The Rainbow District School Board is getting ready to kick off the opening of Sudbury’s first indoor soccer bubble.

Plans for long-awaited, $4.1 million indoor sports facility almost scuttled by province last year

RDSB director Norm Blaseg stands on the turf of Sudbury’s new $4.1 million indoor soccer bubble. (Markus Schwabe/CBC)

The Rainbow District School Board is getting ready to kick off the opening of Sudbury's first indoor soccer bubble.

Lasalle Secondary School is unveiling the new turf field at an open house tonight. 

Norm Blaseg, the school board's director of education, said the $4.1 million dollar sports dome was a long time in the making and represents the work of an entire community.

"This is a first step for us and it's a first step for the community and we're really excited by it," Blaseg said. "Not only does the community want to be using it for soccer but there they're looking at other possibilities, so there's tremendous interest."

Blaseg credited the work of board trustees as one of the primary factors in getting the facility built.

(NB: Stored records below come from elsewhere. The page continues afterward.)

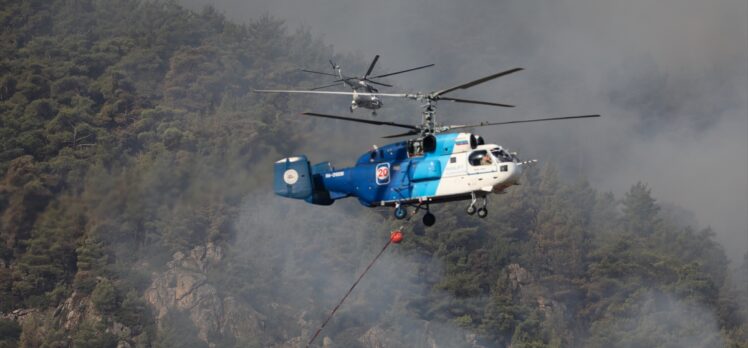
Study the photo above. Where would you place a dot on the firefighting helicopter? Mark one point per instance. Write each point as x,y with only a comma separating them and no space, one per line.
433,166
364,95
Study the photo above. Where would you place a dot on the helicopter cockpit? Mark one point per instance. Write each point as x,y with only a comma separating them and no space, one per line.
501,155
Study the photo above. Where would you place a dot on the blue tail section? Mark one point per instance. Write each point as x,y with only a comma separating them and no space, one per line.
294,177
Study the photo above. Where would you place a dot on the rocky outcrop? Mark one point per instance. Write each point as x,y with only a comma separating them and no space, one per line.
184,287
518,276
418,334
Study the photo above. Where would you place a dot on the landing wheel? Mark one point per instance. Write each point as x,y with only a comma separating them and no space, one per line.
482,213
400,213
471,209
429,219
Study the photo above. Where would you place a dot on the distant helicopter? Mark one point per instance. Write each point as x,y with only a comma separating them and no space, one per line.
364,95
432,167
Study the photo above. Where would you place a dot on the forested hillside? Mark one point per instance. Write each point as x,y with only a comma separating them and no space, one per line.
134,211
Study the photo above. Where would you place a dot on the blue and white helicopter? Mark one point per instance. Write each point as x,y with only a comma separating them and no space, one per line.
434,166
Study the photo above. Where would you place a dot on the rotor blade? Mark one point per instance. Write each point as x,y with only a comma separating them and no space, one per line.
326,86
476,82
302,91
408,133
378,83
378,123
483,124
318,72
371,67
393,95
402,71
475,102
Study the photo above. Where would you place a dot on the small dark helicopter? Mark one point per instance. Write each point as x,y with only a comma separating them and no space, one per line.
364,95
433,166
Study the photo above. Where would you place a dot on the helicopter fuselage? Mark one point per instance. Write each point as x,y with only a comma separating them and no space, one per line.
446,167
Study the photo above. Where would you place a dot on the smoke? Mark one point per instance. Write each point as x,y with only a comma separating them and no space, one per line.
669,77
302,258
654,319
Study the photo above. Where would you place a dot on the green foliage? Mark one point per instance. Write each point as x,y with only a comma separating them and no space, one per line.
104,297
94,336
10,332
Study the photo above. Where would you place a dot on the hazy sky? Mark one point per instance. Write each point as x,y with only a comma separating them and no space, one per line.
670,78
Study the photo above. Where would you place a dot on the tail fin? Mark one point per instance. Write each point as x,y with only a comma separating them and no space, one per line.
294,178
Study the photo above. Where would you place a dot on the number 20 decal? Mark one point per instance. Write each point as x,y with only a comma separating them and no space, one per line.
383,173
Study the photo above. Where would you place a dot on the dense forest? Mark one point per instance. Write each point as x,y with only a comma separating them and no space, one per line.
134,212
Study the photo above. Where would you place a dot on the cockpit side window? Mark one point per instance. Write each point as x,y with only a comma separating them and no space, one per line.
480,158
501,155
415,148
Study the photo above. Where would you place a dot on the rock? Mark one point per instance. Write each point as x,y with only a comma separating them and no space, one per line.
121,331
518,276
240,319
184,286
123,344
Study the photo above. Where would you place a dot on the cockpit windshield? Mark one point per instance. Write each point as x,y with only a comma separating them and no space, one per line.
501,155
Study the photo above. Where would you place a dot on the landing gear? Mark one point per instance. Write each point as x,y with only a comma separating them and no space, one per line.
429,219
482,212
472,209
400,212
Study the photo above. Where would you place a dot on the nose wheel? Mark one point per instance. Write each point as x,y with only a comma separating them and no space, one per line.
472,209
400,212
429,219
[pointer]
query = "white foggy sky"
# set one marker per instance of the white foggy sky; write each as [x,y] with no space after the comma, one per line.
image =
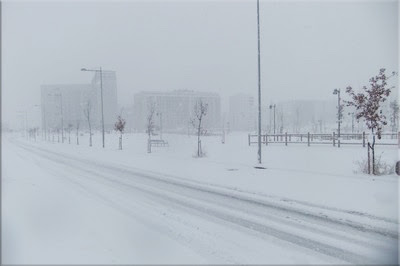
[308,48]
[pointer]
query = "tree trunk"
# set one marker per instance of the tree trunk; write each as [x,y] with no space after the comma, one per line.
[120,141]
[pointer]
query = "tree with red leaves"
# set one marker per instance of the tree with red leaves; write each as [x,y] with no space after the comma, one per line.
[120,126]
[368,107]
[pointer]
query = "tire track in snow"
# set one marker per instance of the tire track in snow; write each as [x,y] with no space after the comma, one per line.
[234,219]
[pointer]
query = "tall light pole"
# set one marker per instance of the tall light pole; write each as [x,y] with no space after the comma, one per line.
[352,121]
[61,112]
[160,115]
[101,89]
[259,84]
[270,107]
[337,91]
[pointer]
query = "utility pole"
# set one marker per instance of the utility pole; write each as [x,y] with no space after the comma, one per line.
[270,107]
[62,119]
[102,110]
[259,84]
[160,115]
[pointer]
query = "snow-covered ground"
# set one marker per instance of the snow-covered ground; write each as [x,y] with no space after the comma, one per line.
[63,203]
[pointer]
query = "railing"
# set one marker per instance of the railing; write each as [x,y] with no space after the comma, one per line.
[327,139]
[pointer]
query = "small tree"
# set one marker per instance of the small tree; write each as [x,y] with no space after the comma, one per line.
[394,116]
[120,126]
[200,110]
[150,124]
[87,112]
[368,107]
[77,131]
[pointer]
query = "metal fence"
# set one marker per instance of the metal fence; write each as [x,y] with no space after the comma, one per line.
[327,139]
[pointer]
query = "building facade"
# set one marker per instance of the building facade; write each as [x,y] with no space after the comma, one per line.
[63,105]
[174,110]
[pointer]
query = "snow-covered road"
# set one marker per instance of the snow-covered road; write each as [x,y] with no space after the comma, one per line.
[221,224]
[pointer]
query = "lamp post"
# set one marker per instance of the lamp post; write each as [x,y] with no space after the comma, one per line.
[159,114]
[101,89]
[337,92]
[61,112]
[352,121]
[259,83]
[270,107]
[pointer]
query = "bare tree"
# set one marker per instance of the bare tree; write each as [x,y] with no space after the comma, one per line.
[150,124]
[368,107]
[87,112]
[394,116]
[200,110]
[77,131]
[120,126]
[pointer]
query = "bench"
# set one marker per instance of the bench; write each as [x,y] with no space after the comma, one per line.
[158,143]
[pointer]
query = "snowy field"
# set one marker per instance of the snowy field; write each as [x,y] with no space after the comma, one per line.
[63,203]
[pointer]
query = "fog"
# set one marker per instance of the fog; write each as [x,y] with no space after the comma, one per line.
[308,48]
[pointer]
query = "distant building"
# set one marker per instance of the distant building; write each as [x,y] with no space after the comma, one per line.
[71,100]
[242,112]
[65,99]
[110,101]
[176,109]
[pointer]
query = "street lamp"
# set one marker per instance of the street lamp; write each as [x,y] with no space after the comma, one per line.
[259,83]
[61,112]
[352,121]
[160,115]
[270,107]
[101,89]
[337,92]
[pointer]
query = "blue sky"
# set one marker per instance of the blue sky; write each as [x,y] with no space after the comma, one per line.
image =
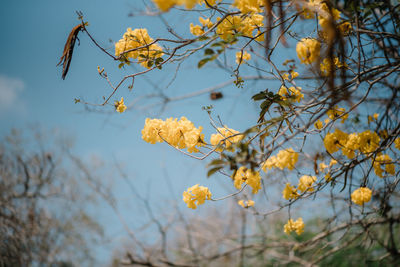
[32,94]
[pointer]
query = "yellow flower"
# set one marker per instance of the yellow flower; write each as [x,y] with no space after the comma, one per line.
[308,50]
[196,195]
[297,226]
[328,177]
[246,204]
[228,135]
[305,183]
[165,5]
[248,176]
[336,112]
[294,74]
[246,6]
[325,65]
[361,195]
[322,166]
[345,28]
[180,134]
[286,158]
[318,125]
[369,141]
[293,93]
[373,117]
[240,58]
[135,39]
[120,106]
[233,25]
[397,143]
[196,29]
[289,192]
[205,22]
[386,160]
[352,143]
[334,141]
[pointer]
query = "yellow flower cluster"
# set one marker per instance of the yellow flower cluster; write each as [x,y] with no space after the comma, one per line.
[246,26]
[249,6]
[291,226]
[366,142]
[135,39]
[336,112]
[240,58]
[326,18]
[318,124]
[120,106]
[198,30]
[308,50]
[293,74]
[361,195]
[305,185]
[334,141]
[180,134]
[246,204]
[323,167]
[290,192]
[293,93]
[386,160]
[225,137]
[196,195]
[369,141]
[165,5]
[374,117]
[286,158]
[248,176]
[397,143]
[325,65]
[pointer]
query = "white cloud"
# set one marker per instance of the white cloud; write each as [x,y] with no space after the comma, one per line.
[10,89]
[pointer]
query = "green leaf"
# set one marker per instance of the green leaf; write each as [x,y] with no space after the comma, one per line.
[213,170]
[209,51]
[259,96]
[202,62]
[159,60]
[203,38]
[216,162]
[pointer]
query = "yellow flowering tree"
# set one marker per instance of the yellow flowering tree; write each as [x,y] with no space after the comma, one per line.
[328,123]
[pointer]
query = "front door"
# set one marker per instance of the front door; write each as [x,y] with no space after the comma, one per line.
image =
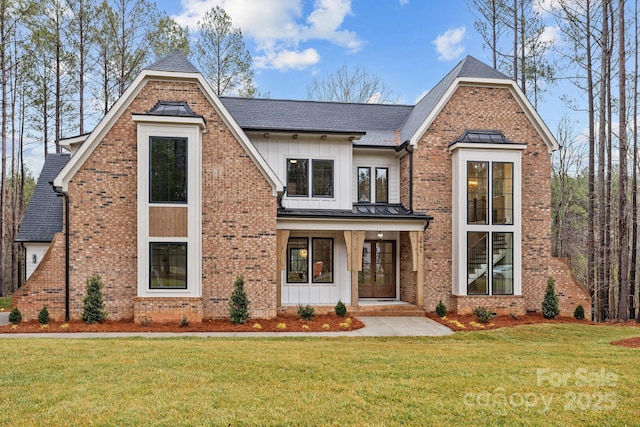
[378,276]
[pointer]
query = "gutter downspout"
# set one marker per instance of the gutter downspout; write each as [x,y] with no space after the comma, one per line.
[65,195]
[406,146]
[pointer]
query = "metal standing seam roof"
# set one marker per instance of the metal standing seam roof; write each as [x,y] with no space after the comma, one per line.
[44,213]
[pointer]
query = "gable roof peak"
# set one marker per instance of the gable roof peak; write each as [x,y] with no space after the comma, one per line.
[174,62]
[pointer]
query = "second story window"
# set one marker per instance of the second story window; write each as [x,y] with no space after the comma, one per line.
[168,170]
[382,185]
[297,177]
[299,172]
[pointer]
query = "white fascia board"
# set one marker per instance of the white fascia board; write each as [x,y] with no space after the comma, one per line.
[356,224]
[85,150]
[482,146]
[521,99]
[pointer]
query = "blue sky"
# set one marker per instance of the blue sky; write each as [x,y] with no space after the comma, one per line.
[292,41]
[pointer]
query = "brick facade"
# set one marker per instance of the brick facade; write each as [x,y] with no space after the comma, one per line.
[238,224]
[485,108]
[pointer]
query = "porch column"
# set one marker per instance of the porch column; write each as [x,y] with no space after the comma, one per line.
[354,241]
[418,263]
[282,237]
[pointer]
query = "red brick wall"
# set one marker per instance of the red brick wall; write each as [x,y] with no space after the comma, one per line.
[46,286]
[238,214]
[485,109]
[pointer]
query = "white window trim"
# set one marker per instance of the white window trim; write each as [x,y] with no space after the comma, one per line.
[460,157]
[191,131]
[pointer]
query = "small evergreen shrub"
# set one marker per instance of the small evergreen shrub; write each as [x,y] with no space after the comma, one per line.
[550,308]
[239,303]
[43,316]
[341,309]
[15,316]
[93,306]
[441,310]
[482,314]
[306,312]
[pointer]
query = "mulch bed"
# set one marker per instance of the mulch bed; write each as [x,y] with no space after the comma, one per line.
[292,324]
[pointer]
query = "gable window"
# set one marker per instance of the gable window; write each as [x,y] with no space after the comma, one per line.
[382,185]
[364,184]
[297,177]
[322,178]
[168,266]
[168,170]
[322,257]
[489,249]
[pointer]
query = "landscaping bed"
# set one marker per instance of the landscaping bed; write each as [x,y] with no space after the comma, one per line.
[321,323]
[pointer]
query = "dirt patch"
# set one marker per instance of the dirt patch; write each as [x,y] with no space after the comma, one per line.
[633,342]
[321,323]
[470,322]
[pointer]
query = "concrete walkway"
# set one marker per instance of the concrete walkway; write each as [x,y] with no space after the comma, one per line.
[388,326]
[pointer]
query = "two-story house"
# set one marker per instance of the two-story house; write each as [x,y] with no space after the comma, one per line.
[177,192]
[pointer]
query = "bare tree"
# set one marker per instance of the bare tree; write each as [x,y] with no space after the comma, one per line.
[350,85]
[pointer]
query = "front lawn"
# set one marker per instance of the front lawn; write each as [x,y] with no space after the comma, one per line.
[528,375]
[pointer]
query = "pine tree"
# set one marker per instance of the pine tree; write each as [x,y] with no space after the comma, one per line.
[239,304]
[93,309]
[550,308]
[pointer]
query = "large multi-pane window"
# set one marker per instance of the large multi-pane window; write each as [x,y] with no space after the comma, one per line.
[489,251]
[168,170]
[168,266]
[299,171]
[300,256]
[364,184]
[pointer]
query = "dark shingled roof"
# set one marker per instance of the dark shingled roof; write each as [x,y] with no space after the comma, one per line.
[175,62]
[383,124]
[44,214]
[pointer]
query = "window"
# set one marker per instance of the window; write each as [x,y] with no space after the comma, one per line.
[322,256]
[297,260]
[297,177]
[489,251]
[322,178]
[382,185]
[168,266]
[168,170]
[364,184]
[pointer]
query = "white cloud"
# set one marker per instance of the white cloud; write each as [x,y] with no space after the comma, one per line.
[279,27]
[449,45]
[288,59]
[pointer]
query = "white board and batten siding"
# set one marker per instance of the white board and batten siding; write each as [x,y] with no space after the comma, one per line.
[276,151]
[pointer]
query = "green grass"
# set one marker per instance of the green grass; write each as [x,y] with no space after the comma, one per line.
[479,378]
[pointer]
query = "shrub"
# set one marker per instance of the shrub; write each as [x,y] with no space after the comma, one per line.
[550,308]
[93,306]
[43,316]
[482,314]
[306,312]
[341,309]
[239,303]
[441,310]
[15,316]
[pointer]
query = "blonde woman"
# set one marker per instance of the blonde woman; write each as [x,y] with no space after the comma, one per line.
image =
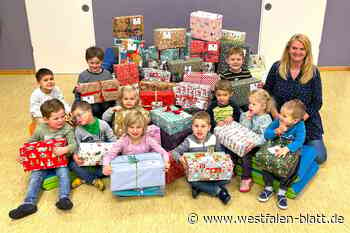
[296,77]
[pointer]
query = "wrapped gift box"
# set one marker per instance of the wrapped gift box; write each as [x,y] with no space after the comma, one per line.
[92,153]
[204,166]
[39,155]
[206,26]
[127,26]
[154,99]
[180,66]
[127,74]
[192,95]
[156,86]
[150,74]
[242,88]
[236,137]
[167,38]
[137,171]
[236,36]
[202,78]
[171,119]
[169,54]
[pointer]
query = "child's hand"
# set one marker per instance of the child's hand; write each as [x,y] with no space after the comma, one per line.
[228,120]
[77,159]
[221,123]
[281,152]
[60,150]
[116,108]
[107,170]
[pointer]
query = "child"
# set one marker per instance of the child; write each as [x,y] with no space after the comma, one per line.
[134,142]
[234,59]
[257,119]
[54,126]
[290,125]
[200,141]
[129,99]
[46,91]
[89,130]
[94,57]
[223,109]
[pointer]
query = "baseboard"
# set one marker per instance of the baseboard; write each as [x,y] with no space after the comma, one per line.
[17,71]
[334,68]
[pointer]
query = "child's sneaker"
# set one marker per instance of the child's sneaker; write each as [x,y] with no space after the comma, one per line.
[76,183]
[224,196]
[282,202]
[98,183]
[22,211]
[265,195]
[246,185]
[64,204]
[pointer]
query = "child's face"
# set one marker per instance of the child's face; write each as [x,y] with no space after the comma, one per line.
[235,61]
[256,107]
[286,118]
[94,65]
[129,99]
[223,97]
[47,83]
[56,120]
[200,129]
[83,117]
[135,131]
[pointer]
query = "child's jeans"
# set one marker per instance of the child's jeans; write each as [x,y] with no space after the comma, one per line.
[88,174]
[36,180]
[211,187]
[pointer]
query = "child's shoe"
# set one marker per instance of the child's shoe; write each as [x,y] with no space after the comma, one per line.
[224,196]
[98,183]
[64,204]
[265,195]
[246,185]
[282,202]
[23,211]
[77,182]
[195,192]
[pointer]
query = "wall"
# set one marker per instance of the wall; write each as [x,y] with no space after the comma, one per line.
[15,46]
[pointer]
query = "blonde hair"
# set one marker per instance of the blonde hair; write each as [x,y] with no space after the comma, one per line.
[223,85]
[201,115]
[263,97]
[135,117]
[296,108]
[307,68]
[124,89]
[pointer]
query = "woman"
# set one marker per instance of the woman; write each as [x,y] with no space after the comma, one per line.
[295,76]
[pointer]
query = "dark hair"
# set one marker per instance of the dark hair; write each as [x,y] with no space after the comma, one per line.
[41,73]
[50,106]
[83,105]
[223,85]
[94,52]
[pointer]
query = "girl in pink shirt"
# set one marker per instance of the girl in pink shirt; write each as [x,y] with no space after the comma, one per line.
[134,142]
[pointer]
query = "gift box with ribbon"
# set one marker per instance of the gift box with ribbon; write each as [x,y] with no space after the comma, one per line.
[156,99]
[205,166]
[192,95]
[236,138]
[205,25]
[171,119]
[127,74]
[202,78]
[40,156]
[127,26]
[92,153]
[150,74]
[137,171]
[167,38]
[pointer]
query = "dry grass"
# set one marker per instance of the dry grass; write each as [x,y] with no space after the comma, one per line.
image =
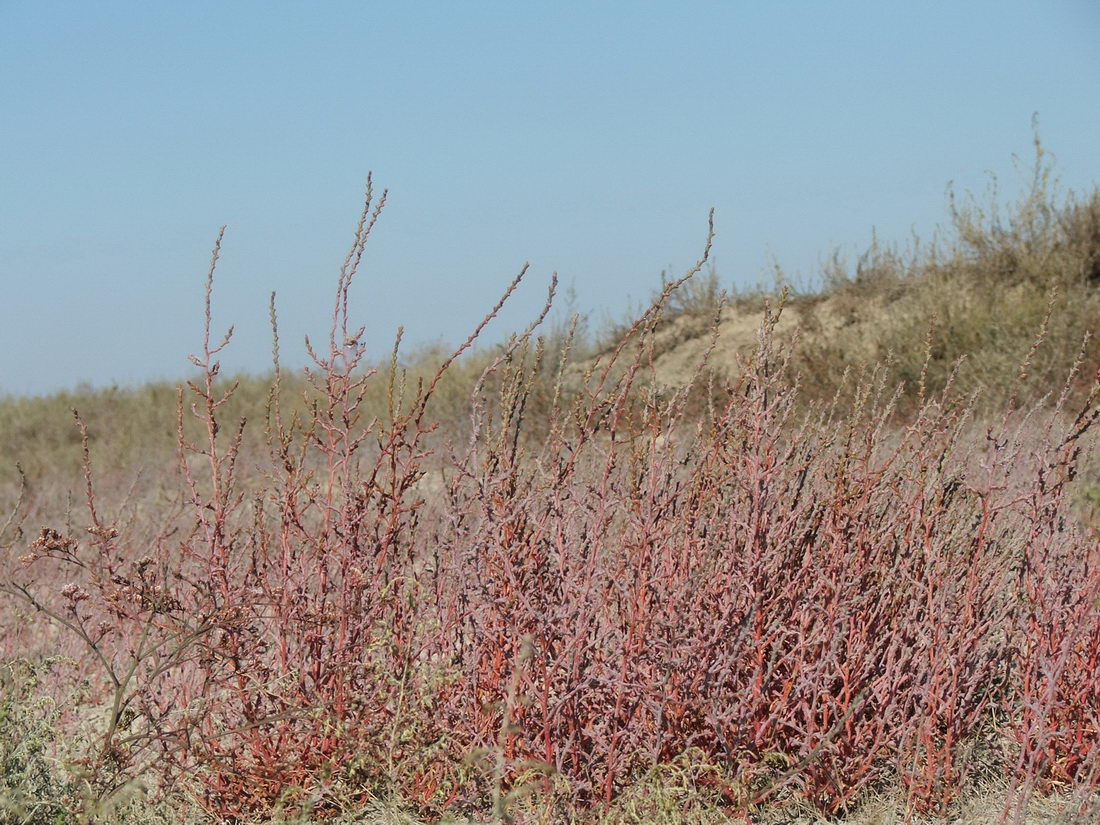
[705,570]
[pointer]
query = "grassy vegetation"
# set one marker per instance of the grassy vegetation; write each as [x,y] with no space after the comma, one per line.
[842,567]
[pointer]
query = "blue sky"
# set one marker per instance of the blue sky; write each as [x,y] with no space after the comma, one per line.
[589,139]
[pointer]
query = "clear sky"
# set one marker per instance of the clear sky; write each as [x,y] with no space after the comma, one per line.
[587,138]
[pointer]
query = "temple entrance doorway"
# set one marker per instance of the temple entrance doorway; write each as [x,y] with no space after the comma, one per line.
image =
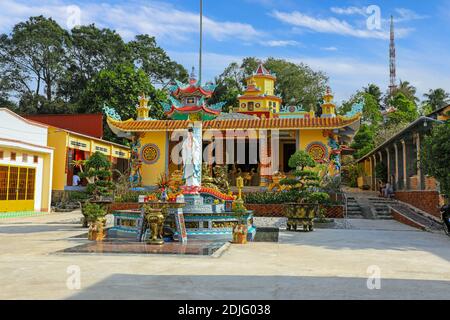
[288,150]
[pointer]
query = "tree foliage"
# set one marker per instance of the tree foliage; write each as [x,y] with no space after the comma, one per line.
[33,59]
[434,100]
[97,170]
[50,70]
[436,156]
[406,110]
[364,141]
[296,83]
[119,88]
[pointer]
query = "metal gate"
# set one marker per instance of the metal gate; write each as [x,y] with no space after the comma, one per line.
[17,186]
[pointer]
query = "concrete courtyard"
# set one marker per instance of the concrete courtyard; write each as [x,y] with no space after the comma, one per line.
[326,264]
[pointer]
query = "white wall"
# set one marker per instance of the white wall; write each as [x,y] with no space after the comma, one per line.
[14,127]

"It wasn't an easy order to land here," he said. "So we're very excited about the fact that we finally arrived and I would have to applaud our trustees because they went through some tough, tough, tough patches there in order to arrive at where we are today."

Blaseg also said he wanted to be clear that the Rainbow District School Board is the owner of the dome, and that they are treating the facility as an extension of Lasalle.

"It is on Lasalle, it is an extension of Lasalle," he said. "Think of this as a gym. This is no different than that."

Dino Moretta, chair of the Fabio Belli Foundation, outside the sports bubble when construction began in the summer. (Casey Stranges/ CBC)

Fabio Foundation Chair Dino Moretta said he feels a sense of accomplishment seeing the bubble this close to completion, especially as his group went through some "ups and downs" throughout the campaign to get the dome built.

The foundation, named after late city councillor Fabio Belli, pushed to bring an indoor soccer bubble to the city. They will now act as a liason of sorts, bringing together players and teams from sports that don't have full league infrastructure.

"In terms of community engagement that's something that we're taking on," Moretta said. "Just today I spoke to a doctor who runs a cricket league and we're trying to see how we can get them to come in and use [the bubble] either for a tournament or for league play."

"We want to work with different users that may not be aware or not sure if they can work it into their budget," he said. "That's kind of what we want to do, is be the face and continue to make sure that it's fully booked and that all sectors of the community here have an opportunity."

Moretta said the foundation also hopes to soon begin a fundraising campaign, with the goal of replacing the old field houses leftover from an ice rink on the same property in the 70s.